For Michael Westhagemann, Hamburg’s Senator for Economics and Innovations, he is “the key to climate neutrality” and the scientist Michael Fröba is even convinced that without him there will be no energy transition.
We are talking about green hydrogen, the fuel and energy storage of the future. While the EU is funding the hydrogen economy with 470 billion euros and the federal government is working on the “Hydrogen Republic of Germany”, Hamburg is preparing to become the capital of this republic, if not Europe.

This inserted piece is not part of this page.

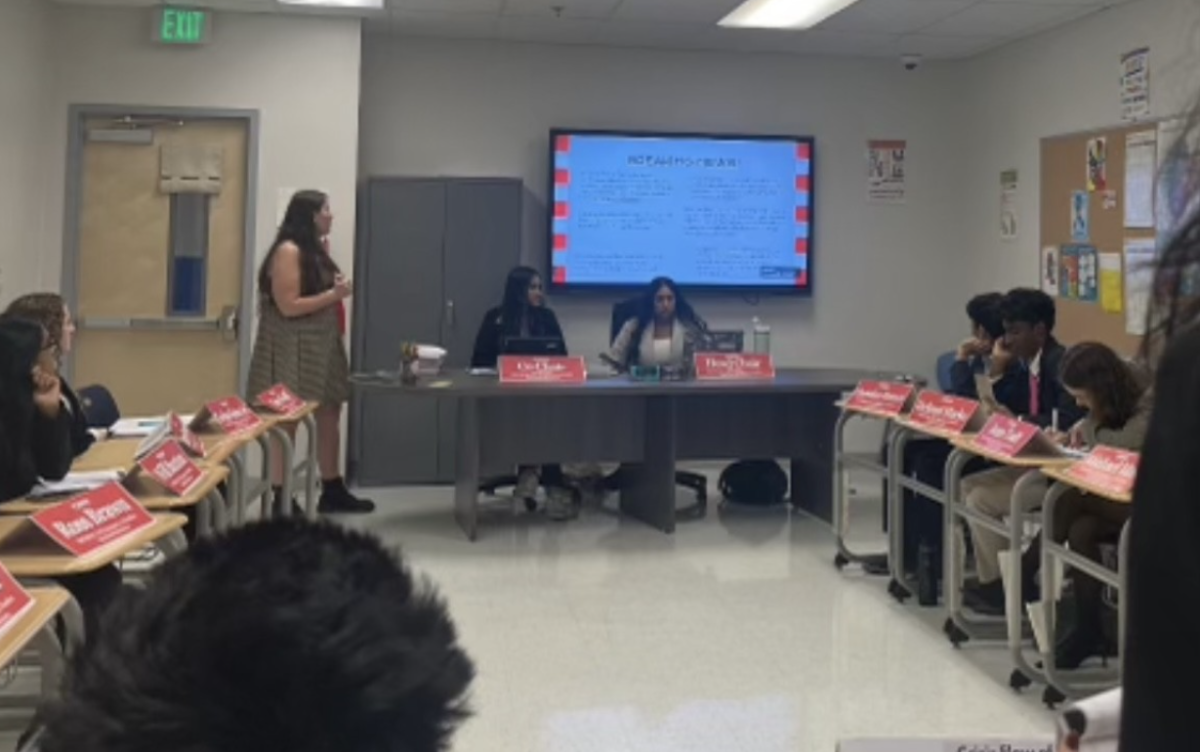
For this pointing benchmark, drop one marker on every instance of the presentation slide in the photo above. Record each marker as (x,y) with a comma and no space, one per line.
(721,212)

The potential is great: hydrogen is the most common chemical element in the universe. It is not only a component of water, but of almost all organic compounds. The availability of hydrogen is almost unlimited, provided there is enough energy available to release it. The problem: Since it only occurs in the form of compounds, it has to be split off from a source material with the help of energy. So far, what is known as gray hydrogen has primarily been obtained – from fossil fuels, especially natural gas. But the future belongs to green hydrogen, which is produced by electrolysis of water. And renewable energies are used here.
This is why northern Germany, with its strong wind power resources, is so important for the “Hydrogen Republic of Germany”. And Hamburg, with its strong infrastructure and port, is at the center. Contrary to the proverbial Hanseatic reluctance, there is no messing about.

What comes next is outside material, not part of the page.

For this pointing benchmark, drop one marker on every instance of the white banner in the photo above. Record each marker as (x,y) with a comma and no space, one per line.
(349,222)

Some outstanding examples of what is happening in Hamburg right now:
- In the port, Hamburg Wärme is planning, together with Shell, Vattenfall and Mitsubishi Heavy Industries (MHI), what is currently the world’s largest plant for hydrogen electrolysis with an output of 100 megawatts. It is estimated that the plant could produce two tons of hydrogen per hour. With that, a car could travel 200,000 kilometers.
- In addition, a separate pipeline network is being created. Together with the municipal company Gasnetz Hamburg, Hamburg’s environmental authority is preparing a climate-neutral energy supply for large industrial companies in the port. The “Hamburg Hydrogen Industry Network”, or HH-WIN for short, with a length of 45 kilometers south of the Elbe, is to supply the energy-intensive steel, copper and aluminum industries there with green hydrogen by 2030 at the latest.

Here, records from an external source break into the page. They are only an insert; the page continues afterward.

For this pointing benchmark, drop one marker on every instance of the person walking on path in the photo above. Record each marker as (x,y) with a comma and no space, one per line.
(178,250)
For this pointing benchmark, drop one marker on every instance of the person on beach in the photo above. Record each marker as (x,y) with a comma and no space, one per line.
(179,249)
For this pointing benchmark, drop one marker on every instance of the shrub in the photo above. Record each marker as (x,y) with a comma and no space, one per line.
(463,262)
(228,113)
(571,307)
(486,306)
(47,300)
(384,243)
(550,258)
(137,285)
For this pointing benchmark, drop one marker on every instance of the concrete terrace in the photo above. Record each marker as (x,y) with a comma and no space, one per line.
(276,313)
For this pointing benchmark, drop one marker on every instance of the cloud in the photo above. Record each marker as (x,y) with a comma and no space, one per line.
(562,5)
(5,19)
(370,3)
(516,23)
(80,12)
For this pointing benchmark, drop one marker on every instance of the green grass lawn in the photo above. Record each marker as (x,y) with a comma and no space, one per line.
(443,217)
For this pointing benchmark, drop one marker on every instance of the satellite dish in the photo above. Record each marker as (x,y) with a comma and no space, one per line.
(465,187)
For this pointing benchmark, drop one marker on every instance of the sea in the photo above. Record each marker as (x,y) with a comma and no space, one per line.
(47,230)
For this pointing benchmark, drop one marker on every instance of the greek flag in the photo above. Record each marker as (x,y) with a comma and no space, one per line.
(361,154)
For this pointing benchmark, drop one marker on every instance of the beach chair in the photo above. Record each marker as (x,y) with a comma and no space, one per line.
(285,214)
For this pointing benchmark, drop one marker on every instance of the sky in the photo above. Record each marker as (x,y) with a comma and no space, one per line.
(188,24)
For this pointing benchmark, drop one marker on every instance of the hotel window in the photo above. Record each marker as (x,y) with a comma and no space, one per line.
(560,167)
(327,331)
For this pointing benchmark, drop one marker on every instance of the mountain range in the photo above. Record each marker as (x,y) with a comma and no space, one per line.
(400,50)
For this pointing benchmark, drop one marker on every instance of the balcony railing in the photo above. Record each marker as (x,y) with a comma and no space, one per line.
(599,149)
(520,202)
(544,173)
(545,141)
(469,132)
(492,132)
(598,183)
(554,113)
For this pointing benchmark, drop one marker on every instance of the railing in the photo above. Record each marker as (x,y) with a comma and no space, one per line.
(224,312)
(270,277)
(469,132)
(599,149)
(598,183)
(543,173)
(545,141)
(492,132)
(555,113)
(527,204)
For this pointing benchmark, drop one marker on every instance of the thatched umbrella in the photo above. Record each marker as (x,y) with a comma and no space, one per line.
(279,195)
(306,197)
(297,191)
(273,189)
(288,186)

- Hamburg has joined forces with four other northern German states (Bremen, Schleswig-Holstein, Mecklenburg-Western Pomerania, Lower Saxony) to form the North German Hydrogen Alliance in order to enable the supply of as many interested customers as possible. Nine key industries will be supplied with hydrogen and at least 500 megawatts will be installed in northern Germany by 2025 – five times the capacity of the world’s largest electrolysis plant. The aim is to build a green hydrogen economy, the effects of which extend beyond the north. The coastal countries score points here with their strong ecosystem, the best location conditions and funding programs. Another plus for the region: top research, Northern Germany is Europe’s think tank for the hydrogen economy. The alliance’s funding is 9 billion euros.
- Hamburg is not only going for hydrogen in the port: The Hamburger Hochbahn, a pioneer among municipal transport companies in the conversion to emission-free drives, will in a first step purchase up to 50 hydrogen buses.
- And of course hydrogen is also an issue in Hamburg in the air: On the one hand, the aircraft manufacturer Airbus based in the Hanseatic city is developing a hydrogen aircraft. On the other hand, Hamburg Airport is investing heavily in the bearer of hope for the energy transition in order to build up an appropriate infrastructure. In the future, the vehicles at the airport will primarily run on hydrogen. Whether the airport will even have its own electrolysis system for production is being examined. After all, the hydrogen planes also have to be refueled.
It is not only the port, airport and companies that make Hamburg so important as a hydrogen location, research is also at the forefront. For example, the Helmholtz Center in neighboring Geesthacht is working on a new type of storage device for hydrogen that could also be used in cars.
For Senator Westhagemann, the 2015 Paris Agreement, in which the signatories spoke out in favor of limiting global warming, acted like a “turbo charger” for green hydrogen. The Paris goals in industry and mobility cannot be achieved in any other way than with hydrogen. The Senate sees the importance of Hamburg and Northern Germany far beyond the “Hydrogen Republic of Germany”. According to Westhagemann’s idea, the coastal region should build a networked infrastructure for all of Northern Europe. The topic emerged from its niche and Hamburg played a decisive role in this. His demand for all stakeholders: “Get faster, use the dynamism, set ambitious goals.” The potential is huge, the fundamentals are broad: “Knowledge, specialists, companies, everything is there in Hamburg.”